“Bushes are burning all over this world,” pointed out the Rev. Traci Blackmon. Yet few of us turn aside, like Moses, to “focus on what God was and is doing” where we are.
While others may have passed by without noticing a burning bush in the desert, “normalizing the event in their minds,” Moses turned aside from his preoccupations to hear God’s call.
Blackmon is pastor of Christ the King United Church of Christ in Florissant, Mo., as well as acting executive of Justice and Witness Ministries in the United Church of Christ. She spoke at the Voices of Sophia breakfast, sponsored at the 223rd General Assembly (2018) by Presbyterian Voices for Justice (PV4J).

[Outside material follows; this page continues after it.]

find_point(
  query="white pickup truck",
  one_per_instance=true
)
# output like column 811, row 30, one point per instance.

Noting the many distractions in these troubling times — leaving us “exhausted with the trauma, exhausted with the tears, exhausted with the tweets” — Blackmon warned against losing focus and failing to turn aside to find holy ground. “It’s not so important where Moses stood,” she added, “but that he stood in the presence of God.”
“Pay attention to the bushes that are burning in your life,” she concluded. “Have your eyes open, and speak up.”
Manley Olson of PV4J presented one of the organization’s 2018 “Promotion of Social Righteousness Awards” to Emily Wigger of Alton, Ill., a founder and the first convenor of the Voices of Sophia in the aftermath of the ecumenical Reimagining Conference of 1993.
Additional Promotion of Social Righteousness Awards will be presented later in the Assembly to honor Cote Brilliante Presbyterian Church and Second Presbyterian Church in St. Louis, the Rev. Erin Counihan of Oak Hill Presbyterian Church and the late Professor Eugene TeSelle of Vanderbilt Divinity School and the Witherspoon Society.